Saturday, July 20, 2013

Update :)

It is well over 18 months since I have been as confident as I am right now that I can get to goal. My trainer last week wrote me up a diet plan. I must admit it was very restrictive. But i followed it a few days and worked out it was basically 1500 calories. Interestingly thats what I was eating at around when at this weight last time. I feel very focused. I definitely (thanks to MFP) fell into a trap of "i can eat anything" and still lose. One of the traps with that is...whilst as long as I am under calories this is true...but some foods are just dangerous for me to have in this house...but none are "bad" foods...but they are foods that are easy to munch on. Peanut butter, tahini, cheese slices, cheese sticks. For the first time in prolly 9 months i have NONE of them in my house.

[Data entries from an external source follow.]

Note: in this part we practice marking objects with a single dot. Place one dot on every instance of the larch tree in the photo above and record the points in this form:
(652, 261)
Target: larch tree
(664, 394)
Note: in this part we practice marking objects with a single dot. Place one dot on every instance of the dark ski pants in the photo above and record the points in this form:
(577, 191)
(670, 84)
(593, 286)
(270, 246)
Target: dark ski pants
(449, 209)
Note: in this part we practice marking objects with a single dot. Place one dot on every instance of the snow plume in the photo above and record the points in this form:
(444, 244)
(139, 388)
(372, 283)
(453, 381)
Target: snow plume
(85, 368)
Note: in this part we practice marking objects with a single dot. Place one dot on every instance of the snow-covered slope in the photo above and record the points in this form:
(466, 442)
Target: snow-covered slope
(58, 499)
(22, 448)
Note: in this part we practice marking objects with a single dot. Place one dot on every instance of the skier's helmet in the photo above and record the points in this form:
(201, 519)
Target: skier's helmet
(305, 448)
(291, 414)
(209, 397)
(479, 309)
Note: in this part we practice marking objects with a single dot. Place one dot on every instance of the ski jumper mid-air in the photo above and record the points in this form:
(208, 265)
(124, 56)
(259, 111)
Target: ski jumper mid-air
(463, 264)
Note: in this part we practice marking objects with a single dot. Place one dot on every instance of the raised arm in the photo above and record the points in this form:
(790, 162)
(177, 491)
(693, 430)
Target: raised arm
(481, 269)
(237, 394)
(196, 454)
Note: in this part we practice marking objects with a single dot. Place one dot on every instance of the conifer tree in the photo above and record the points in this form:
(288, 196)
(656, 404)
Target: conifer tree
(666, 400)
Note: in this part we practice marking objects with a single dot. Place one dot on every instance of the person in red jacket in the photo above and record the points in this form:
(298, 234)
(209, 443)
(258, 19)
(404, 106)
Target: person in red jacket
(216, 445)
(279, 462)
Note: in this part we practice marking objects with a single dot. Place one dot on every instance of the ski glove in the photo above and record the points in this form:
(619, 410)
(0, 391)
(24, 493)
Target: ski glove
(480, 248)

Nearly 2 weeks ago my trainer weighed me in. It was on a new scale (not a home style scale but a commercial type scale) in my clothes and gym shoes....lol....so of course my weight was elevated somewhat LOL. So at that point my weight by those scales was 94.6 kilos. She also took my measurements and also did my body fat % using calipers (this came out as 37.5%). So nutrition wise....im on track...i weighed in last wednesday night and was down to 92.9 kilos (so lost 1.7 kilos YAY). Ive been keeping a eye on my scales this week and they are still moving in the right direction so I feel confident with 1500 calories. My measurements and body fat % will be done again in another 2.5 weeks and of course I weigh in each wednesday night.

I also decided to join my gyms 12 week challenge. That starts August 10. My plan is to completely smash that challenge and I am looking at it as a 16 week challenge and already in challenge mode. The main difference is when I do the actual challenge there will be a bootcamp session I will do each saturday. So my fitness plan for the challenge is :

monday : PT session (30 minutes)
tuesday : RPM
wednesday : PT session (45 minutes)
thursday: 45 minutes cardio (running on treadmill or cross trainer)
friday : body weight circuit
saturday : bootcamp
sunday : rest

Im currently following all of that except the bootcamp sessions cos they haven't started yet. My aim is to lose 10-12 kilos during the 12 weeks of the challenge. And I would love to start the challenge at 88 kilos.....that would have me AIMING for 76 kilos by the end of the challenge...I do believe it is doable....but I really have to work for it. But thats the thing for the first time in a long time I beleive I can do that. Moving to my new gym and getting a new trainer was really the best thing for me. My trainer doesnt see me as someone who was 173 kilos...she never knew that person....she just sees me as someone with 15 kilos to lose who fitness wise is strong. She has been really surprised at my strength. Her sessions are really hard. But they are getting results. For the first time ever I do level 12 on the cross trainer as a "warm up" and I am not meaning for 5 minutes....I do it for 20 minutes or 45 minutes depending on what needs to be done....but I dont put it down to a lower level. :)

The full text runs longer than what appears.